What would you do with 1,882,244 euros? For many, this question is a mere lottery dream, but in the case of Krzysztof Pietrzak, computer science professor for cryptography at the Institute of Science and Technology Austria (IST Austria), the answer was clear. It was convincing enough for the European Research Council (ERC) to give him the money in form of a research grant. When he received the grant in 2015, he set out to mathematically prove security properties of existing algorithms and thereby broaden the basics of cryptography. “We made progress on all projects in the proposal”, Pietrzak says, “but the most exciting research appeared during the project. Especially for theoreticians, the result of an ERC funding can be quite different from what they set out to achieve at first.”
The curiosity-driven research at IST Austria has been successful in attracting the immensely competitive ERC grants, with 43 professors having been awarded 52 of them and a total of 86.5 million euros. In addition to the world-class researchers, IST Austria has a Grant Office that offers extensive support in applying for grants.The European Union’s funding program enables excellent basic research across all disciplines, and in the case of Pietrzak it financed interns, PhDs, and post-doctoral researchers to work on alternative ways to construct cryptocurrencies and on investigating other cryptographic questions.
Proof of Space
Bitcoin and other famous cryptocurrencies operate with blockchains based on proofs of work. Blocks are basically ledgers of transactions, which are then concatenated to a chain – the blockchain. It contains the full history of transactions and cannot be altered. To stop a potential adversary, adding blocks to the chain is made computationally very laborious. An honest participant is incentivized to contribute computing power by being rewarded with “coins” of the cryptocurrency for every block they add. This means that abusing the system to your advantage is prohibited by the practical impossibility that you singularly cannot own more processing power than all the honest participants together. Despite the success of bitcoin, already in 2011 Pietrzak and colleagues identified major shortcomings.
First, specialized hardware can be used to mine much more efficiently than with general processors like CPUs. This designated hardware is deployed by large players. This loophole undermines the decentralized, democratic aspiration, which assumed everyone contributes with their own small computational power.
What is more, processing consumes energy and depending on the location of the hardware, this energy is produced unsustainably causing CO2 emissions. With currently 75 million tons of annual CO2 emissions Bitcoin alone has almost reached a carbon footprint equal to Austria’s exacerbating the climate crisis. “And for the protocol to work, honest parties must burn constantly more energy than dishonest ones to keep up the Bitcoin system”, Pietrzak criticizes this unsustainability.
Therefore, he and his colleagues proposed an alternative proof system. It is not based on non-stop energy-intensive processing work but on free disk space. A “proof of space” leverages unused disk-space rather than computation to secure the blockchain. The space needs to be initialized once, but afterwards the creation of new cryptocoins – the so-called mining – is free, thus resulting in a much more energy-efficient cryptocurrency.

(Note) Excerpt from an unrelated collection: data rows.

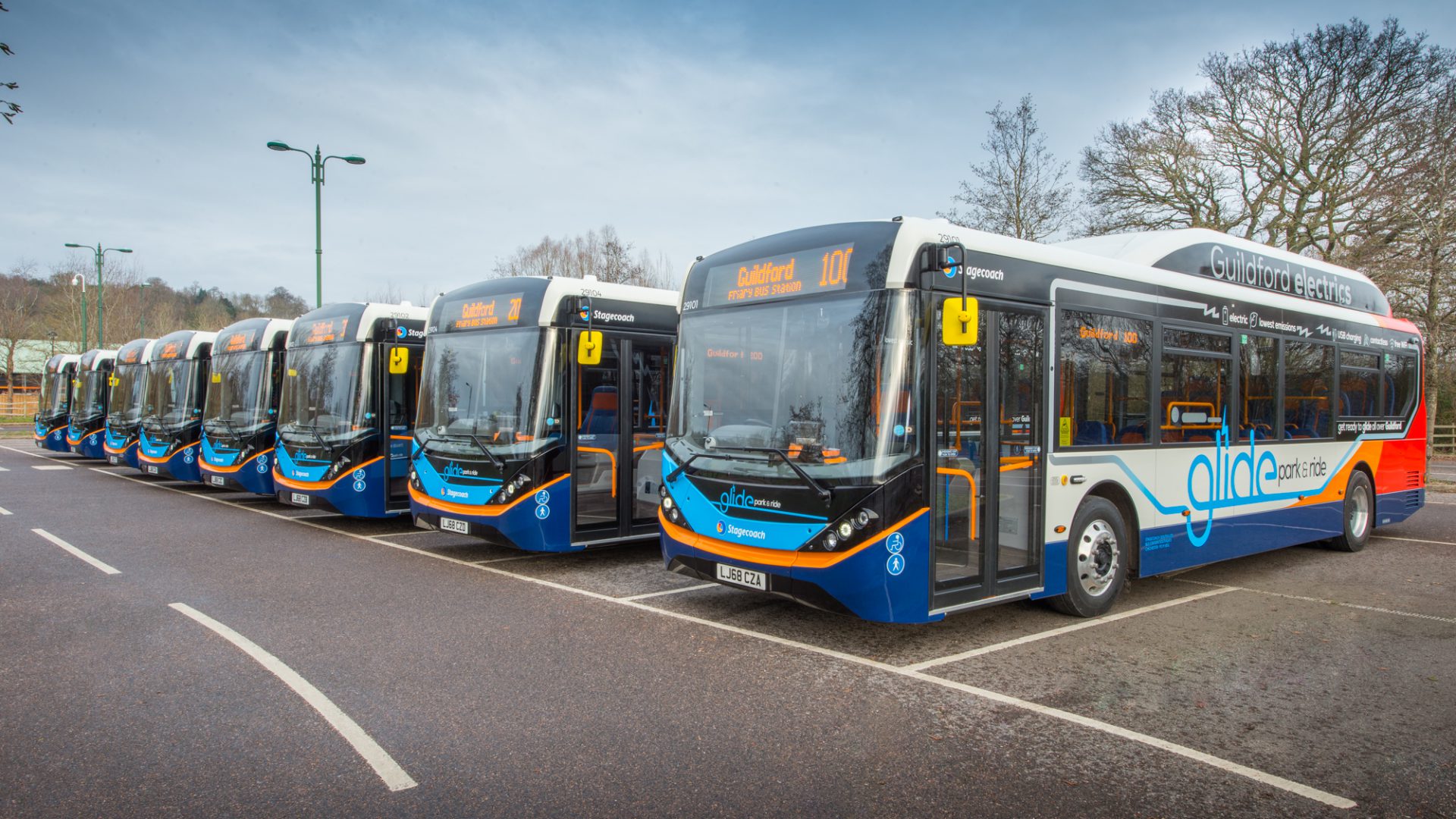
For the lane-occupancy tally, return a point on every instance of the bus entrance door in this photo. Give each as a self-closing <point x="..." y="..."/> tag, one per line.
<point x="620" y="407"/>
<point x="989" y="461"/>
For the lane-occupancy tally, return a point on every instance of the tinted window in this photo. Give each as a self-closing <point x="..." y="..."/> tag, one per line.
<point x="1103" y="384"/>
<point x="1308" y="373"/>
<point x="1194" y="388"/>
<point x="1402" y="378"/>
<point x="1258" y="369"/>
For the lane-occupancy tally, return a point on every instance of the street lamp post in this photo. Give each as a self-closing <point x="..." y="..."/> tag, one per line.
<point x="79" y="279"/>
<point x="316" y="175"/>
<point x="143" y="311"/>
<point x="101" y="290"/>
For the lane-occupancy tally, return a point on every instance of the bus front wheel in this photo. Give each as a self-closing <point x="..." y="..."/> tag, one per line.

Advancing Computational Methods
Apart from applied topics like sustainable blockchains, the ERC-funded research also tackled more foundational and theoretical questions. For example, verifiable delay functions, which are functions whose computation is inherently sequential, and thus cannot be sped up using parallel computing. They have recently found utilization in randomness beacons, proofs of replication, and computational timestamping.

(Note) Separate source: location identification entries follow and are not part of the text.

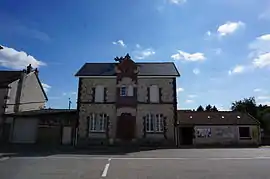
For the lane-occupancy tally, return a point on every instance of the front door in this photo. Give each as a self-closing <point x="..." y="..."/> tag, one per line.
<point x="126" y="126"/>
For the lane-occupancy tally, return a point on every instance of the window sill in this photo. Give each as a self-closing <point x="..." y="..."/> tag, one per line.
<point x="99" y="132"/>
<point x="155" y="132"/>
<point x="245" y="138"/>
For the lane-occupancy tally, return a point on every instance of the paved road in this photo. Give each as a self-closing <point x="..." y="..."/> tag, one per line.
<point x="156" y="164"/>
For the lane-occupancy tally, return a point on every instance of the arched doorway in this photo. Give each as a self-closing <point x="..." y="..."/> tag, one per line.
<point x="126" y="125"/>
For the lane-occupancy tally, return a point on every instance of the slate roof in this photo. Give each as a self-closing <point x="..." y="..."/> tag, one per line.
<point x="43" y="112"/>
<point x="7" y="77"/>
<point x="145" y="69"/>
<point x="215" y="118"/>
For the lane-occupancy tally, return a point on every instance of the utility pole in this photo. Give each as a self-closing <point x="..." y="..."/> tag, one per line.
<point x="69" y="103"/>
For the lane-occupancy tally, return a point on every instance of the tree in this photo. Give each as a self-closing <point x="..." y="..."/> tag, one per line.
<point x="246" y="105"/>
<point x="249" y="105"/>
<point x="200" y="108"/>
<point x="208" y="107"/>
<point x="214" y="109"/>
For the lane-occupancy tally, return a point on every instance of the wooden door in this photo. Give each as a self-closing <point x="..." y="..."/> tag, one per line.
<point x="126" y="125"/>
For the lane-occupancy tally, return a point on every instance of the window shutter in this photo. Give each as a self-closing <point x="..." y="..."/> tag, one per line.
<point x="154" y="94"/>
<point x="152" y="122"/>
<point x="130" y="90"/>
<point x="105" y="94"/>
<point x="148" y="94"/>
<point x="99" y="94"/>
<point x="88" y="125"/>
<point x="93" y="94"/>
<point x="160" y="95"/>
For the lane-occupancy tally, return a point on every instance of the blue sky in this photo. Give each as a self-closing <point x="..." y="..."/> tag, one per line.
<point x="221" y="47"/>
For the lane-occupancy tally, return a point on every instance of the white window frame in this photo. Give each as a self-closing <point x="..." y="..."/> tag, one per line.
<point x="149" y="123"/>
<point x="97" y="122"/>
<point x="99" y="94"/>
<point x="159" y="123"/>
<point x="130" y="90"/>
<point x="123" y="91"/>
<point x="154" y="123"/>
<point x="154" y="94"/>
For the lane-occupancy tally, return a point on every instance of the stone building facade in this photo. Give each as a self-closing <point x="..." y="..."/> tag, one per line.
<point x="127" y="101"/>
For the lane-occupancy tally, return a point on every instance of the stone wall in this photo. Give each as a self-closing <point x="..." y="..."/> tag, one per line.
<point x="89" y="83"/>
<point x="166" y="85"/>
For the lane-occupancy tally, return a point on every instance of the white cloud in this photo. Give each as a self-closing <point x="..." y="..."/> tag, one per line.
<point x="46" y="87"/>
<point x="260" y="51"/>
<point x="209" y="33"/>
<point x="237" y="69"/>
<point x="138" y="46"/>
<point x="229" y="28"/>
<point x="144" y="53"/>
<point x="179" y="90"/>
<point x="11" y="58"/>
<point x="218" y="51"/>
<point x="263" y="97"/>
<point x="119" y="42"/>
<point x="189" y="101"/>
<point x="192" y="96"/>
<point x="196" y="71"/>
<point x="181" y="55"/>
<point x="69" y="93"/>
<point x="262" y="60"/>
<point x="257" y="90"/>
<point x="265" y="15"/>
<point x="177" y="1"/>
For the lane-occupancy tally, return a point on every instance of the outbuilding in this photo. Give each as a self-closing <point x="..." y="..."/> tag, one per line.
<point x="217" y="128"/>
<point x="45" y="127"/>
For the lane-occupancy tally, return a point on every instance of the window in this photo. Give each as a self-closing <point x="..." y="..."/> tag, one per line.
<point x="159" y="123"/>
<point x="126" y="91"/>
<point x="154" y="94"/>
<point x="130" y="90"/>
<point x="244" y="132"/>
<point x="97" y="122"/>
<point x="123" y="91"/>
<point x="99" y="94"/>
<point x="154" y="123"/>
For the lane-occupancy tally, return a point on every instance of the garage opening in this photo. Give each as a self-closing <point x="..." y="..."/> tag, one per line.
<point x="49" y="135"/>
<point x="187" y="134"/>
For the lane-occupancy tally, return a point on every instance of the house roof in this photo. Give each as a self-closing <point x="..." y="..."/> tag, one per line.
<point x="215" y="118"/>
<point x="7" y="77"/>
<point x="145" y="69"/>
<point x="43" y="112"/>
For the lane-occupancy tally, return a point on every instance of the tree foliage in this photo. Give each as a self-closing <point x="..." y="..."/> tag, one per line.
<point x="200" y="108"/>
<point x="259" y="112"/>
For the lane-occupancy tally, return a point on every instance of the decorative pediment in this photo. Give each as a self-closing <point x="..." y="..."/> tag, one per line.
<point x="126" y="65"/>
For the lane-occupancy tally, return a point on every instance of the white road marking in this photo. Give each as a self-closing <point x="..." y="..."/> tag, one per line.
<point x="231" y="158"/>
<point x="4" y="158"/>
<point x="105" y="171"/>
<point x="142" y="158"/>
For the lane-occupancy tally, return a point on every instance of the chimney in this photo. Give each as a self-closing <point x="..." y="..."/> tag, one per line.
<point x="36" y="71"/>
<point x="28" y="69"/>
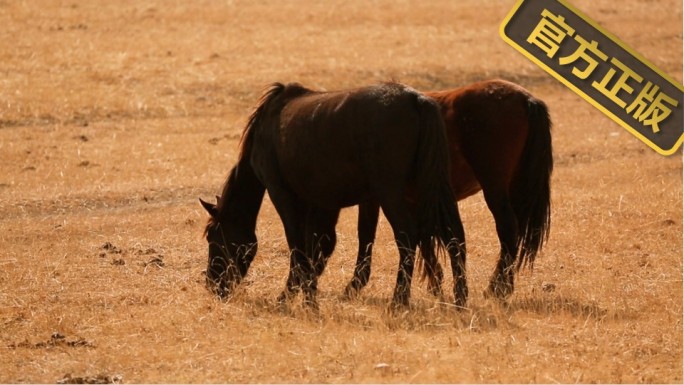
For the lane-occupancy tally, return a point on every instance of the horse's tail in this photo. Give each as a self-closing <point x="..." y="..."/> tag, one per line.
<point x="531" y="189"/>
<point x="264" y="103"/>
<point x="437" y="215"/>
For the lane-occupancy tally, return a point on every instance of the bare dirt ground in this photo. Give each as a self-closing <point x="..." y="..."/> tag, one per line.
<point x="116" y="116"/>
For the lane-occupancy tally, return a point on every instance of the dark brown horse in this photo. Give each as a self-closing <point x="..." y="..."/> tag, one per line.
<point x="499" y="142"/>
<point x="316" y="152"/>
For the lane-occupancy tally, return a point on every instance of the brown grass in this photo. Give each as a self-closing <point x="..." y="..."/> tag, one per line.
<point x="116" y="116"/>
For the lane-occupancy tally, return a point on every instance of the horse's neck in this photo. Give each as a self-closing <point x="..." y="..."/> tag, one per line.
<point x="243" y="195"/>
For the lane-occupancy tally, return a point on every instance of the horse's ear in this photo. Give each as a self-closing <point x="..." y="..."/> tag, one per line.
<point x="210" y="207"/>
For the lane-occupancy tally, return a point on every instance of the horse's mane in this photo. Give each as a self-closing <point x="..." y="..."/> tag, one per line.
<point x="270" y="94"/>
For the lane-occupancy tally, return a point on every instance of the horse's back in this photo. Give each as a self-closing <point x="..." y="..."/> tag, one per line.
<point x="333" y="147"/>
<point x="487" y="125"/>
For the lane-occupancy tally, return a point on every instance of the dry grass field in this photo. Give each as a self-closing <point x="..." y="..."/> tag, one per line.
<point x="115" y="116"/>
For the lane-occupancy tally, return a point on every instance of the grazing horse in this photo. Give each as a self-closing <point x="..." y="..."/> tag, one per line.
<point x="499" y="142"/>
<point x="317" y="152"/>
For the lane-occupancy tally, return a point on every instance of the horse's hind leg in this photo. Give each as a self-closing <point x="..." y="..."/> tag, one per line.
<point x="321" y="230"/>
<point x="405" y="230"/>
<point x="499" y="203"/>
<point x="367" y="226"/>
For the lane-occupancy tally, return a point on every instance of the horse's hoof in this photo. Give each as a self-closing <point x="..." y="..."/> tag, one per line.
<point x="460" y="296"/>
<point x="498" y="291"/>
<point x="350" y="293"/>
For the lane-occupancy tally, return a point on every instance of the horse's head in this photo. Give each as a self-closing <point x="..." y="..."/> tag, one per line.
<point x="231" y="250"/>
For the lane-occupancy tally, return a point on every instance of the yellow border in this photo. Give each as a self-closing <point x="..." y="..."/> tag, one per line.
<point x="581" y="93"/>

Another research focus were memory hard functions. These are functions which cannot be evaluated on application-specific hardware at significantly lower energy or hardware cost than on your laptop. Such functions are required to prevent brute-force attacks that decrypt and recover passwords. “Most of the projects in our group are either theoretical or aim at using theoretical results to construct new applications”, Pietrzak explains. “The sustainable cryptocurrency Chia is a prime example: It’s based on proof of space and verifiable delay functions, both developed in our group.”

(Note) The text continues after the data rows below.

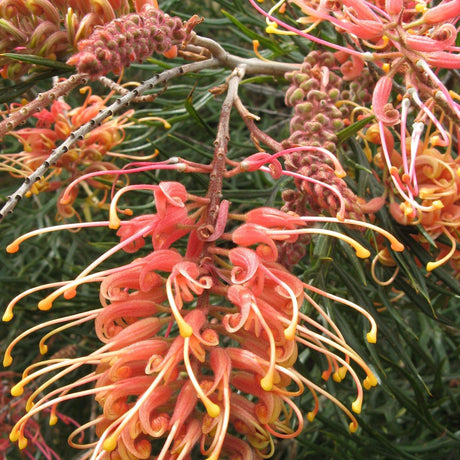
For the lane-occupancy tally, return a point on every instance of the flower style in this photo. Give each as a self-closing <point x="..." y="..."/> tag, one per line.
<point x="197" y="349"/>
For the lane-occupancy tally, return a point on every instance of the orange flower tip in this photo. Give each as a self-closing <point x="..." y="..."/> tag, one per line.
<point x="267" y="383"/>
<point x="185" y="330"/>
<point x="372" y="336"/>
<point x="114" y="223"/>
<point x="352" y="427"/>
<point x="421" y="7"/>
<point x="212" y="409"/>
<point x="22" y="443"/>
<point x="7" y="359"/>
<point x="289" y="333"/>
<point x="357" y="406"/>
<point x="29" y="405"/>
<point x="342" y="372"/>
<point x="110" y="443"/>
<point x="17" y="390"/>
<point x="53" y="419"/>
<point x="437" y="204"/>
<point x="14" y="435"/>
<point x="45" y="304"/>
<point x="362" y="252"/>
<point x="336" y="377"/>
<point x="370" y="381"/>
<point x="430" y="266"/>
<point x="12" y="248"/>
<point x="397" y="246"/>
<point x="70" y="294"/>
<point x="127" y="212"/>
<point x="394" y="171"/>
<point x="7" y="316"/>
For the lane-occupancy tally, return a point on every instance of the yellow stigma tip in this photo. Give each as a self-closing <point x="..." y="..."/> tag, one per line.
<point x="289" y="333"/>
<point x="430" y="266"/>
<point x="70" y="293"/>
<point x="212" y="409"/>
<point x="12" y="248"/>
<point x="7" y="360"/>
<point x="371" y="337"/>
<point x="397" y="246"/>
<point x="7" y="316"/>
<point x="29" y="405"/>
<point x="185" y="330"/>
<point x="114" y="222"/>
<point x="45" y="304"/>
<point x="267" y="383"/>
<point x="14" y="435"/>
<point x="370" y="381"/>
<point x="356" y="406"/>
<point x="17" y="390"/>
<point x="362" y="253"/>
<point x="336" y="377"/>
<point x="22" y="443"/>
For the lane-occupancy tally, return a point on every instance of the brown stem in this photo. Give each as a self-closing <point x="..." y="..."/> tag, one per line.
<point x="256" y="133"/>
<point x="206" y="230"/>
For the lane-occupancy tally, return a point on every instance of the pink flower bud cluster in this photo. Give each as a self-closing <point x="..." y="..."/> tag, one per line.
<point x="131" y="38"/>
<point x="314" y="92"/>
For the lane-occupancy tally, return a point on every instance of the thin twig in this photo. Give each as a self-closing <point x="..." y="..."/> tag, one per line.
<point x="209" y="230"/>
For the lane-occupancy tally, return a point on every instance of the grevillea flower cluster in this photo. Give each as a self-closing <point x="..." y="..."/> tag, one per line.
<point x="131" y="38"/>
<point x="11" y="411"/>
<point x="49" y="29"/>
<point x="198" y="345"/>
<point x="407" y="45"/>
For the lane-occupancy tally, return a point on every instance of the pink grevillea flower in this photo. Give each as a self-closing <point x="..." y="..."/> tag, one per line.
<point x="198" y="350"/>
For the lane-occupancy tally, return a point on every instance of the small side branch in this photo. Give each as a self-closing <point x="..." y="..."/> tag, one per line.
<point x="253" y="66"/>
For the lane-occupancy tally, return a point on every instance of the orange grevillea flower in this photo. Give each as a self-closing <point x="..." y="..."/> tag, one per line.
<point x="92" y="153"/>
<point x="198" y="346"/>
<point x="410" y="42"/>
<point x="50" y="29"/>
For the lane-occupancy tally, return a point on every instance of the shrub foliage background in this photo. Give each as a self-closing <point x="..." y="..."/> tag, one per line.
<point x="413" y="412"/>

From here onwards, the group aims to continue their cutting-edge research on sustainable cryptocurrencies and wants to dive into the field of security for group messaging applications. The researchers also want to revisit leakage-resilient crypto, meaning cryptographic schemes that remain secure despite tampering of the underlying hardware. “This was the topic of my first ERC”, Pietrzak remembers, “and I’m coming back to it frequently. Only very recently we found some meaningful theoretical countermeasures. Making progress on a problem you’ve been thinking on and off for over a decade, is pure scientific satisfaction.”
The IST Austria projects were supported by funding from the European Research Council, ERC consolidator grant 682815 (TOCNeT).